Today’s post is inspired by a question I get pretty regularly, so I thought it would be good to cover it on the blog. Many illustrators have aspiring writers in their community, whether it’s a family member or someone in your town that hears about your talent through the grapevine.  

There are 2 scenarios to consider.

Scenario 1: “I’m writing a children’s book to send around to publishers. Can you illustrate it?”

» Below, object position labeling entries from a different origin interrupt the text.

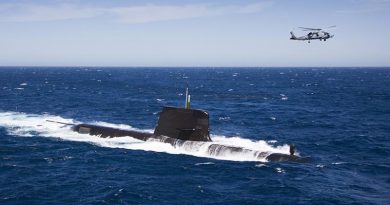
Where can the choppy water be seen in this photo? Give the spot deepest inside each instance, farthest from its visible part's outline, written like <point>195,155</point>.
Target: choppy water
<point>339,117</point>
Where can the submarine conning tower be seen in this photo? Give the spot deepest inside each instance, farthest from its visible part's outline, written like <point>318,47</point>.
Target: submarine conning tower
<point>183,124</point>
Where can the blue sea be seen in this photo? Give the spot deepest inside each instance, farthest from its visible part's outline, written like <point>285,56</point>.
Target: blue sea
<point>339,117</point>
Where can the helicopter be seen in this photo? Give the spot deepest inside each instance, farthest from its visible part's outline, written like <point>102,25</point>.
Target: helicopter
<point>314,34</point>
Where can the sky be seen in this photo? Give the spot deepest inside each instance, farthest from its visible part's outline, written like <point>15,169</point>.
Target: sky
<point>193,33</point>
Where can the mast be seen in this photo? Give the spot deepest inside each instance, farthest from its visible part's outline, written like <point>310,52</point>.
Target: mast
<point>188,99</point>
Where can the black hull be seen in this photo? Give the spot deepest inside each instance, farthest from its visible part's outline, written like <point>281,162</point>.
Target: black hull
<point>213,149</point>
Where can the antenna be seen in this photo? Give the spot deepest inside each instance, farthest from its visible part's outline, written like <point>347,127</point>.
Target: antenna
<point>188,99</point>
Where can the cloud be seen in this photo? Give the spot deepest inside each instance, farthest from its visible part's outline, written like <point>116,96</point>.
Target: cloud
<point>129,14</point>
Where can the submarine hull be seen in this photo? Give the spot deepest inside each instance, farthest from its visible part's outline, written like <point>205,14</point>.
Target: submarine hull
<point>213,149</point>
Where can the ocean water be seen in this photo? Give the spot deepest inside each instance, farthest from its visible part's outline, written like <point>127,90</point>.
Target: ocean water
<point>339,117</point>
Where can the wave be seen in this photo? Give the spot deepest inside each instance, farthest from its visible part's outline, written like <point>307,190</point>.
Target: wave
<point>30,125</point>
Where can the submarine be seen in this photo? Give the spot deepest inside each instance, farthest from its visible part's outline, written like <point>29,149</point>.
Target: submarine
<point>177,126</point>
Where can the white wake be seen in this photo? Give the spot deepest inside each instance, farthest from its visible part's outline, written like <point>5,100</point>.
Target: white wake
<point>30,125</point>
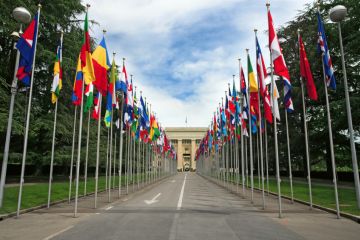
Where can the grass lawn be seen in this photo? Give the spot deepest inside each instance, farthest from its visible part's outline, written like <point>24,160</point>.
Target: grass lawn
<point>36,194</point>
<point>322,195</point>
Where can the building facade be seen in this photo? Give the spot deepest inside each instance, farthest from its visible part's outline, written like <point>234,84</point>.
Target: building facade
<point>185,140</point>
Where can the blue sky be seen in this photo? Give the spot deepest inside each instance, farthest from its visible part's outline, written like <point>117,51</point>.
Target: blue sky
<point>183,53</point>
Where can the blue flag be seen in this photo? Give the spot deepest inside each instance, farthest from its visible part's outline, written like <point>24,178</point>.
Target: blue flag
<point>26,46</point>
<point>324,50</point>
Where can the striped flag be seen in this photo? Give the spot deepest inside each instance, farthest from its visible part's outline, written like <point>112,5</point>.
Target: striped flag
<point>280,67</point>
<point>57,81</point>
<point>324,50</point>
<point>262,74</point>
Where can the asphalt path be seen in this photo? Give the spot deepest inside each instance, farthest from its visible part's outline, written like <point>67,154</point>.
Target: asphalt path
<point>185,206</point>
<point>181,207</point>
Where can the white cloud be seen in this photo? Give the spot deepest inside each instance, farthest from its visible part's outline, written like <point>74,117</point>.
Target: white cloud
<point>143,31</point>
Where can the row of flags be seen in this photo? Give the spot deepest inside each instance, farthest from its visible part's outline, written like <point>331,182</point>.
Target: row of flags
<point>243,107</point>
<point>95,78</point>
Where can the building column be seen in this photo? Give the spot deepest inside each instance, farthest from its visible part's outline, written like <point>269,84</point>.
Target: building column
<point>180,155</point>
<point>193,151</point>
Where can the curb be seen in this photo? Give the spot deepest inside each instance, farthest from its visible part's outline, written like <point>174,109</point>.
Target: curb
<point>325,209</point>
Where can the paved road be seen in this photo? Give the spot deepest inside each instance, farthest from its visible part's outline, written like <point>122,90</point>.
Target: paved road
<point>187,206</point>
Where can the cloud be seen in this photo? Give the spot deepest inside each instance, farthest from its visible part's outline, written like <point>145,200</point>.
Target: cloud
<point>183,53</point>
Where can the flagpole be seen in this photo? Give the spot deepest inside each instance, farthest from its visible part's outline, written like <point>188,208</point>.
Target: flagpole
<point>242,137</point>
<point>128,160</point>
<point>72,154</point>
<point>266,159</point>
<point>261,141</point>
<point>111,144</point>
<point>28,119</point>
<point>79,141</point>
<point>114,171</point>
<point>53,139</point>
<point>87,152</point>
<point>348,113</point>
<point>121,139</point>
<point>251,149</point>
<point>107,160</point>
<point>52,155</point>
<point>137,165</point>
<point>98,150</point>
<point>289,157</point>
<point>10,119</point>
<point>275,129</point>
<point>306,133</point>
<point>330,135</point>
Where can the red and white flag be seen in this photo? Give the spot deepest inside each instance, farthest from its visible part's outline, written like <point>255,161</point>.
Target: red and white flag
<point>280,67</point>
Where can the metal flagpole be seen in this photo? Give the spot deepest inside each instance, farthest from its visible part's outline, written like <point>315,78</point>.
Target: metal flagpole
<point>53,140</point>
<point>330,136</point>
<point>350,124</point>
<point>114,170</point>
<point>133,165</point>
<point>306,136</point>
<point>306,143</point>
<point>261,141</point>
<point>72,154</point>
<point>79,141</point>
<point>9,126</point>
<point>52,155</point>
<point>107,161</point>
<point>258,158</point>
<point>242,137</point>
<point>110,155</point>
<point>331,147</point>
<point>251,150</point>
<point>87,151</point>
<point>289,158</point>
<point>121,140</point>
<point>128,160</point>
<point>28,119</point>
<point>275,129</point>
<point>266,159</point>
<point>98,150</point>
<point>246,162</point>
<point>138,165</point>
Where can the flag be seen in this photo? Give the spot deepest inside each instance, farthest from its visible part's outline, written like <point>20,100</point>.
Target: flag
<point>324,50</point>
<point>262,74</point>
<point>85,55</point>
<point>280,67</point>
<point>110,98</point>
<point>89,93</point>
<point>116,116</point>
<point>244,92</point>
<point>26,46</point>
<point>101,63</point>
<point>122,83</point>
<point>57,81</point>
<point>95,113</point>
<point>154,131</point>
<point>254,98</point>
<point>128,111</point>
<point>305,71</point>
<point>77,88</point>
<point>135,116</point>
<point>275,104</point>
<point>144,118</point>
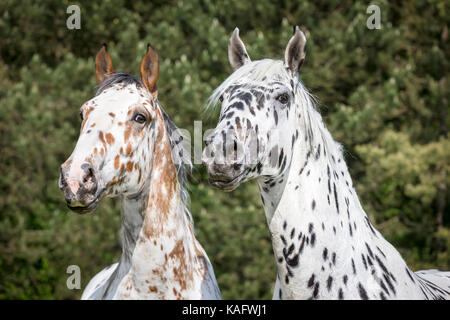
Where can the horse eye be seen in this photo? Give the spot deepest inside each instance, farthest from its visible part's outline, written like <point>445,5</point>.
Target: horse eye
<point>283,98</point>
<point>140,118</point>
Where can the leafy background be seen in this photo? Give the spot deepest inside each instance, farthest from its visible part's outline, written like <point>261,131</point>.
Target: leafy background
<point>384,95</point>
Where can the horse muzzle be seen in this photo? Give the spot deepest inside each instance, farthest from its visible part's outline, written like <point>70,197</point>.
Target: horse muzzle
<point>79,185</point>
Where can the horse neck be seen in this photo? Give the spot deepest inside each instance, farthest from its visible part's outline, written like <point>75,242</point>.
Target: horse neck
<point>316,221</point>
<point>159,259</point>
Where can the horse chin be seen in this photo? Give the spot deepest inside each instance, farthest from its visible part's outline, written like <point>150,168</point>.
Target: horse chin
<point>84,209</point>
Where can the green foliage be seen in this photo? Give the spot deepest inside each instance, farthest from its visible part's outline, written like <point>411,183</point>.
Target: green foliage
<point>384,93</point>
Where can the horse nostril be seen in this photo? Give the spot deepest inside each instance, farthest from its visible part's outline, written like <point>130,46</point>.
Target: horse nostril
<point>237,166</point>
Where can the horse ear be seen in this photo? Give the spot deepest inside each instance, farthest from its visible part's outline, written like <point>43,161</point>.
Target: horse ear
<point>103,64</point>
<point>150,69</point>
<point>237,55</point>
<point>295,50</point>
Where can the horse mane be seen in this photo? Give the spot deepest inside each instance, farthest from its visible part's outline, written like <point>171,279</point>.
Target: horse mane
<point>265,71</point>
<point>180,155</point>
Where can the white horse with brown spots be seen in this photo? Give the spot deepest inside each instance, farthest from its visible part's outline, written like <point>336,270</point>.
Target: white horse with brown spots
<point>126,148</point>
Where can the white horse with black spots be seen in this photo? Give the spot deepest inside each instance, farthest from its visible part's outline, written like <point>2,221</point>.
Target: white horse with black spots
<point>324,244</point>
<point>129,147</point>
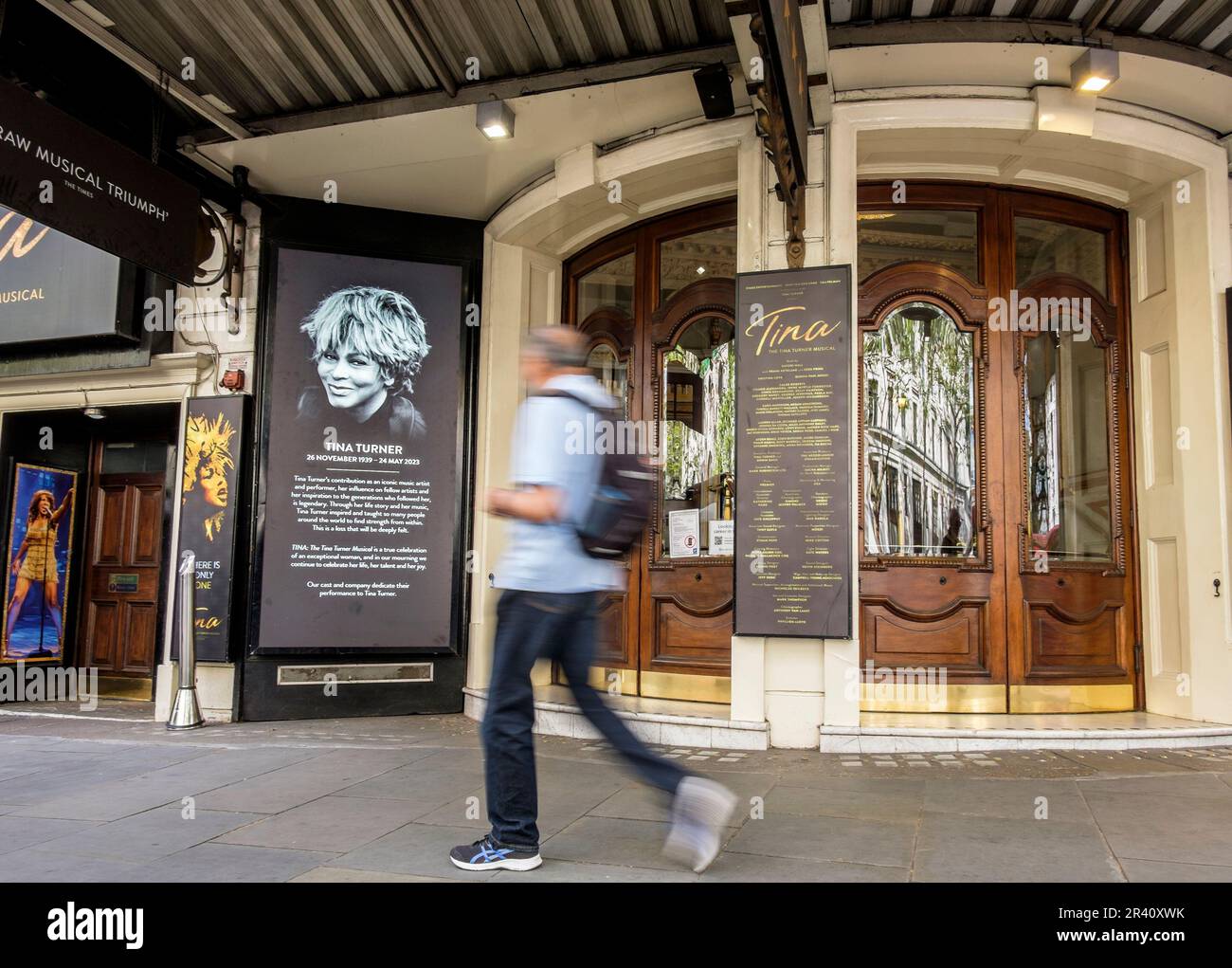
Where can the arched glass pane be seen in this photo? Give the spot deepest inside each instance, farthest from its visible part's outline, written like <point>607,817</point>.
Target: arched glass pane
<point>1042,247</point>
<point>918,234</point>
<point>698,440</point>
<point>919,451</point>
<point>710,254</point>
<point>607,286</point>
<point>1067,471</point>
<point>611,372</point>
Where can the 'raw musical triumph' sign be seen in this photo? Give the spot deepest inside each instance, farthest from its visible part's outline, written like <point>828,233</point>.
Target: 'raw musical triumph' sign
<point>66,175</point>
<point>792,452</point>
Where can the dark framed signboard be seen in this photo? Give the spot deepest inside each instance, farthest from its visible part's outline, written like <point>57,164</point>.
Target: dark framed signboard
<point>365,442</point>
<point>66,175</point>
<point>214,439</point>
<point>792,452</point>
<point>361,479</point>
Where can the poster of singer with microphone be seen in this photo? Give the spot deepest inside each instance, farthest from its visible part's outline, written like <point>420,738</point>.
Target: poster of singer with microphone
<point>37,574</point>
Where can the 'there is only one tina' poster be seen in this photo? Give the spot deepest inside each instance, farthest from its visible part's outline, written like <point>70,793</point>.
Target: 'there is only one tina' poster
<point>361,484</point>
<point>38,564</point>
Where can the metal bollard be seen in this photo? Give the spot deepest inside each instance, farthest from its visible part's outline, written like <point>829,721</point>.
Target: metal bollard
<point>186,712</point>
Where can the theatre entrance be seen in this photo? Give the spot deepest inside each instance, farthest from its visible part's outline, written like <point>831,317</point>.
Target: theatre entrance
<point>114,582</point>
<point>997,569</point>
<point>658,304</point>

First of all, if someone says this exact sentence to you, what they have really just said in 10 seconds is I have no idea how this children’s book thing works.  Why? Because publishers buy text for children’s books without the art.   It is the Art Director of a company that researches and reviews all the art submissions they get, and they will want control over which illustrator is paired up with a purchased text.  It’s like when a screenwriter goes to Hollywood to sell their script- they just have to sell the script, not make the film because the studio handles casting, finding a director, financing, marketing, etc. Therefore, authors don’t need to stress over the whole art issue- let them know they can submit their text/story without illustrations to publishers (Most publishers have submission policies on their website. You can also reference the book Children's Writer's & Illustrator's Market. There is one printed every year with up-to-date info on each publisher's contact information and what they are looking for).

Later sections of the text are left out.